The work belongs together with The Wayfarer and August.21 The Road Leads On depicts the last years and the end of this man August, who embodies the uprooted, universal know-how of today’s humanity, but in the form of a Dasein that cannot lose its ties to the unfamiliar, because in its despairing powerlessness it remains genuine and superior. In his last days, this August is alone in the high mountains. The poet says: “He sits here between his ears and [21|29] hears true emptiness. Quite amusing, a fancy. On the ocean (earlier, August often went to sea)22 something stirred (at least), and there, there was a sound, something audible, a water chorus. Here—nothing meets nothing and is not there, there is not even a hole. One can only shake one’s head in resignation.”

So there is, after all, something peculiar about Nothing. Thus we want to take up our interrogative sentence again and question through it, and see whether this “instead of nothing?” simply represents a turn of phrase that says nothing and is arbitrarily appended, or whether even in the preliminary expression of the question it has an essential sense.

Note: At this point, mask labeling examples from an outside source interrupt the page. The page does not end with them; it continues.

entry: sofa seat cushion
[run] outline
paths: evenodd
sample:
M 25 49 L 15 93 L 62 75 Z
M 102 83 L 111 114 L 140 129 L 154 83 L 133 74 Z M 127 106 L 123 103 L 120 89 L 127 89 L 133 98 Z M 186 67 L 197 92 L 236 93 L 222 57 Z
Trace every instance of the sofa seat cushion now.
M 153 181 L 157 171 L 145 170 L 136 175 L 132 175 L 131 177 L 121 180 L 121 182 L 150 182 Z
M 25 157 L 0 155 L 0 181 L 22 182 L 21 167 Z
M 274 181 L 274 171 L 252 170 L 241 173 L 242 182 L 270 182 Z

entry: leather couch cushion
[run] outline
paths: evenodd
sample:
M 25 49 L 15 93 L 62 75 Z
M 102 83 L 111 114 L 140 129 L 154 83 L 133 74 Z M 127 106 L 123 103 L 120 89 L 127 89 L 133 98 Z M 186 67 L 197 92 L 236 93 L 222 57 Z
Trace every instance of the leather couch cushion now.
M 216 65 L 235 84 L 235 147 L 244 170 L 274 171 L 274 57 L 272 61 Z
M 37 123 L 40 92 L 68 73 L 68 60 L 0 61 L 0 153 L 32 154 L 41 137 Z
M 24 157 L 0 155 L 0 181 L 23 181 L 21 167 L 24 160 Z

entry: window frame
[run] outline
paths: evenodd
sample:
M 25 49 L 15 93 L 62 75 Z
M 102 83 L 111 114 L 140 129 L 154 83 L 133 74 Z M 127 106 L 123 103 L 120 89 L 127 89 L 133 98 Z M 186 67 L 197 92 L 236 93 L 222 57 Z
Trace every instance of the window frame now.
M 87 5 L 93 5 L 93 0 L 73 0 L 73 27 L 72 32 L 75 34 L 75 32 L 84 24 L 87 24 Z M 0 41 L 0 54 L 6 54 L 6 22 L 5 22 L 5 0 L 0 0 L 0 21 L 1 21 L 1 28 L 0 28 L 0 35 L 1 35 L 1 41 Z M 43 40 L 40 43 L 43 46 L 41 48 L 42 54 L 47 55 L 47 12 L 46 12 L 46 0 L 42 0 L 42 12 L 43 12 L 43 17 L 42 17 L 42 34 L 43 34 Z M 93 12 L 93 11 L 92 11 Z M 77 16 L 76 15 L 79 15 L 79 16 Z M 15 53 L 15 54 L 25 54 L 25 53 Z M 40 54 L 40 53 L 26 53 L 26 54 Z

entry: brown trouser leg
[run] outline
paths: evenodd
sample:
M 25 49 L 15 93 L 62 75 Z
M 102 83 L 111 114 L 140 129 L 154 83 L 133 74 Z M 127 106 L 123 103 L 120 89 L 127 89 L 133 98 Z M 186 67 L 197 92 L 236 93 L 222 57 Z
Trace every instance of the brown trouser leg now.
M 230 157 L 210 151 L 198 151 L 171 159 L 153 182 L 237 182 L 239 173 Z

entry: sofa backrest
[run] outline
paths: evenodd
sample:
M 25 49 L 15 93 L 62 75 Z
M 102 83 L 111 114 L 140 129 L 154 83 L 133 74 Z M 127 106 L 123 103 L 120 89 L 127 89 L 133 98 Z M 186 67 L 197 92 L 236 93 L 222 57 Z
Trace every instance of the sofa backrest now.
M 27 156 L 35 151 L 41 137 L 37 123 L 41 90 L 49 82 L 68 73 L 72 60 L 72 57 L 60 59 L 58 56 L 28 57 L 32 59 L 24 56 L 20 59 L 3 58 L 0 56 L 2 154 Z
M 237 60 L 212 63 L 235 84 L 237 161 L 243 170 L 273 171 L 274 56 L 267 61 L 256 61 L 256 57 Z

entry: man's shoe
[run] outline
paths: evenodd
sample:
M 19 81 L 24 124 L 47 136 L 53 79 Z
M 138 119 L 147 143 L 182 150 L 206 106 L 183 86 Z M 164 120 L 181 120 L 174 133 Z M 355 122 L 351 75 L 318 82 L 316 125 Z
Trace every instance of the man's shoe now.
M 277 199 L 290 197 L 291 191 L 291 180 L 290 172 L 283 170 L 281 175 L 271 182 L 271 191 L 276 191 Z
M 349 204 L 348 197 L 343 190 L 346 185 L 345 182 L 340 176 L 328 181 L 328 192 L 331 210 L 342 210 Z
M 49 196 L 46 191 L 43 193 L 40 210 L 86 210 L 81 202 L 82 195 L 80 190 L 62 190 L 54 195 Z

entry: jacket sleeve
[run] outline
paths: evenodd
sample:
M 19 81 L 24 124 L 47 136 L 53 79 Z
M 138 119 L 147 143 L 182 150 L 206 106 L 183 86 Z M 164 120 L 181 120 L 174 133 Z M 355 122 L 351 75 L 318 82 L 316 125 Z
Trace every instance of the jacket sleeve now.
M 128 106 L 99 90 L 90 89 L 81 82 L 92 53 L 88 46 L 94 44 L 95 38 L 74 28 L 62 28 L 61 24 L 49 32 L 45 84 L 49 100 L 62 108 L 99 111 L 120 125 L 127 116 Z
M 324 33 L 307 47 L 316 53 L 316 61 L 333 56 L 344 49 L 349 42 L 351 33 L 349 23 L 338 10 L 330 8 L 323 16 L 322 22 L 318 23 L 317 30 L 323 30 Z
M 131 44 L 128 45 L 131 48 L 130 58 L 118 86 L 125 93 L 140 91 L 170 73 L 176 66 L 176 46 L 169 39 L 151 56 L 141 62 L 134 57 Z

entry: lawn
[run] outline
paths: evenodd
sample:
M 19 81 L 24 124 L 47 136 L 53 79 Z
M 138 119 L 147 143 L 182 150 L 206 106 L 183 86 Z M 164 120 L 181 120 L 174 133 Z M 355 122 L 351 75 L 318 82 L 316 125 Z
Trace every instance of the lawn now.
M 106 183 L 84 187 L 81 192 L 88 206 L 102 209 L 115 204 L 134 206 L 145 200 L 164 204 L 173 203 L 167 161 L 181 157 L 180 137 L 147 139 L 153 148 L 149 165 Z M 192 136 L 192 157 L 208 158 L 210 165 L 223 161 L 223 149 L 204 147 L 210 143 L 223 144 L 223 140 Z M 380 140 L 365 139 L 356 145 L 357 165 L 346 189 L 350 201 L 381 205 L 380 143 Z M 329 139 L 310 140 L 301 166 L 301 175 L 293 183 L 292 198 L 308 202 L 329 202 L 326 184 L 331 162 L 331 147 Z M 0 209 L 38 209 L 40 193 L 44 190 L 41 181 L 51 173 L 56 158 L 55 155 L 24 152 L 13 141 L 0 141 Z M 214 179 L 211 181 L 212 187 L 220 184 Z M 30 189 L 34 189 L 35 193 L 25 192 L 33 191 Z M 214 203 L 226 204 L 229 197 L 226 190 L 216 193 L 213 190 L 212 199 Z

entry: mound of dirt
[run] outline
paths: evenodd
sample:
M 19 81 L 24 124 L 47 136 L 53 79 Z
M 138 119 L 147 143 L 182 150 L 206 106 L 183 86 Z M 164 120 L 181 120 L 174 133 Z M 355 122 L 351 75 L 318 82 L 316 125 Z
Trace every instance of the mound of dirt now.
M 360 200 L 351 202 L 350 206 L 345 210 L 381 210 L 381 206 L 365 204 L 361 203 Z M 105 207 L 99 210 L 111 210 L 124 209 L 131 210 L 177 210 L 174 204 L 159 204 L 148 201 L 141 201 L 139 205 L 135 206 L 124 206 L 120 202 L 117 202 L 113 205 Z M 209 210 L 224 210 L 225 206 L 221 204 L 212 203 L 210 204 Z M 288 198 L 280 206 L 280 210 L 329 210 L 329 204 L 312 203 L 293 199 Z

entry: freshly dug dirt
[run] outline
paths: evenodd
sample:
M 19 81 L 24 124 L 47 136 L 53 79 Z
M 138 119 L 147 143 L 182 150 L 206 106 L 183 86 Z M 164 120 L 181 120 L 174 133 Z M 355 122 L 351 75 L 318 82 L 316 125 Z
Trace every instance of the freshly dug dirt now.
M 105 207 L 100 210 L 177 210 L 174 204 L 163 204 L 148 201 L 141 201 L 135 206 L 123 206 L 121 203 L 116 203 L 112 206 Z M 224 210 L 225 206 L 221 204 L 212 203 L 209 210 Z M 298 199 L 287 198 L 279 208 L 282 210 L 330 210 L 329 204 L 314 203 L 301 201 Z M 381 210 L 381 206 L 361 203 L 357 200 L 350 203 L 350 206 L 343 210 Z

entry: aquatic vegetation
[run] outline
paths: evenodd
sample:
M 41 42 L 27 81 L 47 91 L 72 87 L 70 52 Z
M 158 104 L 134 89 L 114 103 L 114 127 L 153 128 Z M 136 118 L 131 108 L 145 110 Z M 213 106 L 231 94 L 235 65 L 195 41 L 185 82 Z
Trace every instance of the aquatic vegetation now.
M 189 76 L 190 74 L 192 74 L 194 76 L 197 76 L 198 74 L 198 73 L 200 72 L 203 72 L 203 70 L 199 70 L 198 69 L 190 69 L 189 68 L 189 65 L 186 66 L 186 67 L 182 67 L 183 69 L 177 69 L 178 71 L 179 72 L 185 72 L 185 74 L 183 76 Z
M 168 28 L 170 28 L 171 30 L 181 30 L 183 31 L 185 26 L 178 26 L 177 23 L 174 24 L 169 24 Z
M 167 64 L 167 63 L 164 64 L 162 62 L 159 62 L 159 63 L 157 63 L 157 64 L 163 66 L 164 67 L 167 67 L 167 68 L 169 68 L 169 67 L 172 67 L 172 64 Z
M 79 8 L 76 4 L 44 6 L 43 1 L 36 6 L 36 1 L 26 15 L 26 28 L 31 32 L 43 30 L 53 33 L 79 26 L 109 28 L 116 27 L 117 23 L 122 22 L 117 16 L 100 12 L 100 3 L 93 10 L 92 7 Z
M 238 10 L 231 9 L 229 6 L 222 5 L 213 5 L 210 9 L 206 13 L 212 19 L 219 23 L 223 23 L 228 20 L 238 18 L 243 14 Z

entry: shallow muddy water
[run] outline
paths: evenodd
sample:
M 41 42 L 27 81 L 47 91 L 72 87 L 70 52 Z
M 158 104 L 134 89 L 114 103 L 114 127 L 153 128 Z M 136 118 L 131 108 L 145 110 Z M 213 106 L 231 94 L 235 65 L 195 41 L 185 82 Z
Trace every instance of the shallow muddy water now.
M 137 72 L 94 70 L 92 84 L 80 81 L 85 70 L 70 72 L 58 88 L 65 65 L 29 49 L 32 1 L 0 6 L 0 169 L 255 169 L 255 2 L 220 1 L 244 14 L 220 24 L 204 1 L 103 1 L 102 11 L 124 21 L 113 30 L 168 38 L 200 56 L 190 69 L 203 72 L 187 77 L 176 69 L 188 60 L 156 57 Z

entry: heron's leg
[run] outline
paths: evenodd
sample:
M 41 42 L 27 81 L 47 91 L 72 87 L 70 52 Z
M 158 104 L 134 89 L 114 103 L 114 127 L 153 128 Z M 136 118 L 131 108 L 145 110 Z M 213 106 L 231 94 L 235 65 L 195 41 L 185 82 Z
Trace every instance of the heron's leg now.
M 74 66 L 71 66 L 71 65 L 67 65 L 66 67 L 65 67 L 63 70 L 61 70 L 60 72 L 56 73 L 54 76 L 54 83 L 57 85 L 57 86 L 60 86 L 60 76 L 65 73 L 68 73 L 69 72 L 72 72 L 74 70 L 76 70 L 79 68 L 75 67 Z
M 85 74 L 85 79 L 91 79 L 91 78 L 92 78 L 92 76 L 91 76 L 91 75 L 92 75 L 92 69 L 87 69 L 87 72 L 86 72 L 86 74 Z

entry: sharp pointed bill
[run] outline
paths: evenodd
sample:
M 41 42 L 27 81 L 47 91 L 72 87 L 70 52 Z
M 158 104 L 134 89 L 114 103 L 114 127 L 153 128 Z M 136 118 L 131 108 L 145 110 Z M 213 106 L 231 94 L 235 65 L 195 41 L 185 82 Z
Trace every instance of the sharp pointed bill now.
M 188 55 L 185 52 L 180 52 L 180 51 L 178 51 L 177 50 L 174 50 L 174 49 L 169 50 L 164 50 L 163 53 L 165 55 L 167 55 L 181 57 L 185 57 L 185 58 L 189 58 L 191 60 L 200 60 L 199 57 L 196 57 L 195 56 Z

21. Heidegger refers to these novels by the titles of their German translations. Hamsun’s “August” trilogy begins with Landstrykere (1927), translated into German as Landstreicher by J. Sandmeier and S. Ungermann (Munich: Albert Langen, 1928); Heidegger incorrectly calls the novel Der Landstreicher, in the singular. The most recent English translation is Wayfarers, by J. W. McFarlane (New York: Farrar, Straus and Giroux, 1969). The second novel is August (1930), translated as August Weltumsegler by J. Sandmeier and S. Ungermann (Munich: Albert Langen, 1930) and as August by Eugene Gay-Tifft (New York: Coward-McCann, 1931). The conclusion of the trilogy, Men Livet Lever (1933), was translated as Nach Jahr und Tag by J. Sandmeier and S. Ungermann (Munich: Albert Langen Georg Müller, 1934) and as The Road Leads On by Eugene Gay-Tifft (New York: Coward-McCann, 1934); the passage in question appears on p. 508 of the Gay-Tifft translation. We have translated it here from the German.

22. This and the following parenthetical interpolation are by Heidegger. He also inserts the dash after “here” at the beginning of the next sentence.